巻き結びを制する者は 消防を制する消防学校のいろは

現役消防士、救急救命士の凜(@mappletour)です。

この消防士ブログで伝えたいこと
消防士を目指す方々の架け橋になりたい。

ここでは、巻き結びについて勉強しましょう!

消防のロープ結索は数多くあれども、災害現場や普段の生活で最も使う結索といえば

「巻き結び」です。

有名なもやい結びよりも使うといっても過言ではなく、

巻き結びを使いこなすことは、消防士として活動するうえでとても重要です。
ぜひここで巻き結びをマスターしていただきたいです。

「巻き結び」を制するものが、消防を制する

ロープ結索は消防の基本スキルとして覚えるのだが、その中でも「巻き結び」は靴ひもを結ぶ蝶結びくらい使うので、ぜひマスターしてほしい。

「巻き結び」の完成形

巻き結び

これが巻き結びだ!

消防における巻き結びの使用頻度は高い。

三連梯子の結着や水平梯子操法。
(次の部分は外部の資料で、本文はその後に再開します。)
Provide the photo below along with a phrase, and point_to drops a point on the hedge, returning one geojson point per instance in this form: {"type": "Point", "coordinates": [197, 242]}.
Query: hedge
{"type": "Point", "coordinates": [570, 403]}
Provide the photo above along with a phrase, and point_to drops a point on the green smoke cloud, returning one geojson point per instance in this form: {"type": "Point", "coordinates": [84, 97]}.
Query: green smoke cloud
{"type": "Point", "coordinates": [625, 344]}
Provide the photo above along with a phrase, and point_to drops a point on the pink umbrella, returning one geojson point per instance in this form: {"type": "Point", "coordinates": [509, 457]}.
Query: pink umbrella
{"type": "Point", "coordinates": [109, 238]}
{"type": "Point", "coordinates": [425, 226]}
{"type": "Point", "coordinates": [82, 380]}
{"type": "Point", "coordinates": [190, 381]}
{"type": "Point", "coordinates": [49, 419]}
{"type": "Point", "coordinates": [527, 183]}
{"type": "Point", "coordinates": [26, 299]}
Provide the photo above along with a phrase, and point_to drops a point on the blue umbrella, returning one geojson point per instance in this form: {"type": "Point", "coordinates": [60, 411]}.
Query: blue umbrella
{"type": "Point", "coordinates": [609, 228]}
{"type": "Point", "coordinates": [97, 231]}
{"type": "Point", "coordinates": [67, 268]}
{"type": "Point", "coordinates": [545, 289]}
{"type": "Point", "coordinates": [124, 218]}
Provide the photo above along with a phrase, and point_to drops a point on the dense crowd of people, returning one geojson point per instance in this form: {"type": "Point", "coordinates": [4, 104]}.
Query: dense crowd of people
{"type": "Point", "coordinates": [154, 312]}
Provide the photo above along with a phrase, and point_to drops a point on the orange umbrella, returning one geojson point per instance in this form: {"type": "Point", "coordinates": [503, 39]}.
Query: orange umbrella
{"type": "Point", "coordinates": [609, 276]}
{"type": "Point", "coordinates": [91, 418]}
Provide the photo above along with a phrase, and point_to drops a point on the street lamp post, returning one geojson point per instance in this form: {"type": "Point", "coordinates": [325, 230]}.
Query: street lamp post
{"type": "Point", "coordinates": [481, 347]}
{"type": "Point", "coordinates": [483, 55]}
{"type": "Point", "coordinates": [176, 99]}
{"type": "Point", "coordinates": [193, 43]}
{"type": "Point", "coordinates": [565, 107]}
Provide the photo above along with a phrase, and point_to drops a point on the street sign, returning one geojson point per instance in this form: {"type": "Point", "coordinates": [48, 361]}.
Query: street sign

日常の作業でも結構使うのだ。

「巻き結び」の結び方

「巻き結び」は結着するものに巻き付ける

巻き結び1

結着したいものに巻き付ける。

そしてクロスする。このクロスが巻き結びのポイントだ。

「巻き結び」のこの形を覚えるべし

巻き結び2

巻き結びはこの形を覚えよう!

消防は結び目はほどけないように、半結びを取る。

あとは半結び

巻き結び3

巻き結び4

これで巻き結びの完成だ。

「巻き結び」の特長

巻き結びは力の掛ける方向で、作る方向を変える。

言っている意味はまだ分からないかもしれないが、器具結索などでは重要となるのでぜひ理解してほしい。

右に引っ張りたい場合

巻き結び右

半結びを取ると分かりづらくなってしまうので、半結びなしで解説する。

画像は右に引っ張りたい場合の巻き結びだ。

右に引っ張りたいロープが端末側を押さえつけるように作用する。

対して悪い例は右に引っ張りたいロープが端末側に乗らずに結索部が開いてしまう。

いかにも弱そうだ。

巻き結びの左右の強さをマスターするには

巻き結びの左右をマスターする。

それは力を掛けたい方向と逆に巻き始める。

左方向に力を掛けたい場合は、最初に右へ巻く。

巻き結び1

右へ最初に巻けば・・・

巻き結び2

左に強い巻き結びの完成です。

消防士なら裏側からでも巻き結びをできるようにしよう

巻き結びに関しては、巻き結びを裏側から作る練習をしておくことをおすすめします。

練習しておかないとよっぽど器用な人しかできないと思います。

巻き結びは万能選手

巻き結びは、三連梯子の結着や梯子クレーンの結着など、消防訓練の基本操法の中で多用される。

さらに生活の中でも、巻き結びの登場する機会は多い。

輪を二つ作ります。

二つの輪を重ねます。

対象物に通します。

巻き結びの出来上がりです。

このような結索の方法もあります。